El 20 de marzo de 1906, la historia de la Revolución Mexicana registró un capítulo de resistencia intelectual protagonizado por un potosino: Juan Sarabia. Junto a Ricardo y Enrique Flores Magón, Sarabia emprendió el exilio hacia Canadá para evadir la represión del porfiriato y continuar con la publicación del periódico Regeneración.
Sarabia no era solo un periodista; era el estratega que buscaba unir a los trabajadores y campesinos bajo una ideología de justicia social clara. Su partida de México fue un acto de sacrificio personal en favor de un ideal que buscaba sacudir la modorra política de su estado natal y del país entero.
El exilio de Sarabia fortaleció la red de clubes liberales en San Luis Potosí, convirtiendo a nuestra capital en el centro de operaciones clandestinas de la pre-revolución.

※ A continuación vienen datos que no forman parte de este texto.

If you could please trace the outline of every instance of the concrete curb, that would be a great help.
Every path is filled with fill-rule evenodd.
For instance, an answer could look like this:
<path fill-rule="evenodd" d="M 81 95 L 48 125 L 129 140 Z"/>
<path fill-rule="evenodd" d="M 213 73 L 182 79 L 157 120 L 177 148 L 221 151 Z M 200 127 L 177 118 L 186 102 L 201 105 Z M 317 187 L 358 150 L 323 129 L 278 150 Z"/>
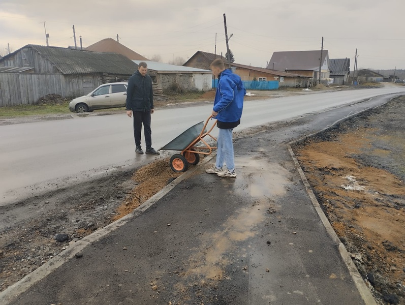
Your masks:
<path fill-rule="evenodd" d="M 205 157 L 200 162 L 200 164 L 205 164 L 212 159 L 214 152 L 211 155 Z M 76 242 L 71 242 L 67 250 L 60 254 L 49 260 L 48 262 L 36 269 L 30 273 L 25 276 L 18 282 L 0 292 L 0 304 L 8 305 L 14 300 L 19 295 L 28 290 L 31 286 L 49 275 L 54 270 L 59 268 L 65 263 L 73 258 L 75 256 L 83 251 L 86 247 L 94 242 L 97 242 L 108 234 L 120 228 L 130 220 L 136 218 L 148 208 L 157 202 L 161 198 L 169 193 L 176 186 L 192 175 L 198 169 L 196 167 L 191 170 L 187 171 L 178 178 L 175 179 L 154 195 L 136 208 L 133 212 L 111 223 L 94 233 Z"/>
<path fill-rule="evenodd" d="M 394 99 L 396 97 L 394 97 L 392 98 L 392 99 L 390 99 L 389 101 L 387 101 L 387 103 L 388 103 L 389 101 L 391 101 L 392 99 Z M 366 282 L 363 280 L 363 278 L 361 277 L 360 273 L 359 272 L 358 270 L 357 270 L 357 268 L 356 267 L 356 265 L 354 264 L 353 260 L 352 260 L 351 257 L 350 257 L 350 255 L 349 253 L 349 252 L 346 249 L 345 245 L 340 241 L 339 237 L 336 234 L 336 232 L 335 232 L 334 230 L 333 229 L 333 227 L 332 227 L 332 225 L 329 222 L 328 218 L 326 217 L 326 216 L 324 213 L 323 210 L 321 207 L 321 205 L 319 204 L 319 202 L 318 202 L 318 200 L 317 199 L 315 195 L 314 194 L 314 192 L 312 191 L 312 189 L 311 188 L 308 182 L 308 180 L 305 177 L 305 174 L 304 173 L 302 169 L 301 168 L 301 166 L 299 165 L 299 163 L 298 161 L 297 160 L 297 158 L 295 157 L 295 154 L 294 153 L 292 148 L 291 148 L 291 145 L 294 144 L 296 144 L 299 142 L 303 141 L 306 139 L 308 138 L 310 138 L 313 137 L 315 135 L 319 134 L 320 133 L 323 132 L 325 130 L 327 130 L 337 124 L 338 124 L 344 121 L 351 117 L 353 117 L 354 116 L 356 116 L 365 111 L 366 111 L 368 110 L 371 109 L 375 109 L 379 107 L 381 107 L 383 105 L 386 104 L 387 103 L 385 103 L 384 104 L 382 104 L 379 106 L 377 107 L 372 107 L 364 109 L 363 110 L 361 110 L 360 111 L 358 111 L 356 112 L 355 113 L 353 113 L 353 114 L 351 114 L 350 115 L 348 115 L 347 116 L 344 117 L 340 119 L 339 119 L 332 124 L 330 125 L 329 126 L 326 127 L 326 128 L 324 128 L 322 130 L 317 132 L 316 133 L 314 133 L 311 134 L 308 136 L 305 136 L 305 137 L 303 137 L 299 139 L 298 140 L 293 141 L 290 142 L 287 144 L 287 147 L 288 148 L 288 151 L 290 152 L 290 154 L 291 155 L 291 158 L 294 161 L 294 164 L 295 164 L 295 167 L 297 168 L 297 170 L 298 171 L 299 173 L 299 175 L 301 177 L 301 179 L 302 180 L 302 182 L 304 184 L 304 186 L 305 186 L 305 191 L 306 191 L 307 193 L 308 194 L 308 196 L 309 197 L 309 199 L 312 202 L 313 205 L 314 205 L 315 210 L 317 211 L 318 215 L 319 216 L 320 218 L 321 219 L 321 221 L 322 222 L 325 228 L 326 229 L 326 231 L 328 232 L 328 234 L 330 236 L 332 240 L 333 240 L 335 242 L 336 242 L 339 249 L 339 252 L 340 254 L 340 256 L 341 256 L 343 261 L 345 262 L 345 264 L 346 265 L 346 267 L 349 270 L 350 275 L 352 277 L 352 278 L 353 280 L 353 282 L 356 285 L 356 287 L 357 288 L 360 295 L 361 296 L 361 298 L 363 299 L 363 300 L 364 301 L 364 303 L 367 305 L 377 305 L 377 302 L 376 302 L 376 300 L 374 298 L 374 297 L 372 295 L 372 294 L 371 292 L 370 288 L 368 288 L 367 286 Z"/>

Sus textos, que llegaban de contrabando en los trenes, alimentaron el valor de quienes se atreverían a proclamar el Plan de San Luis años después. Recordar a Juan Sarabia este viernes es honrar esa vena crítica que define al ciudadano potosino: alguien que no se conforma con la versión oficial y que es capaz de pelear por la libertad incluso desde la distancia.
Su legado es el recordatorio de que las ideas no conocen fronteras y que la verdad, cuando nace en el Altiplano, tiene la fuerza necesaria para cruzar desiertos y bosques hasta ser escuchada.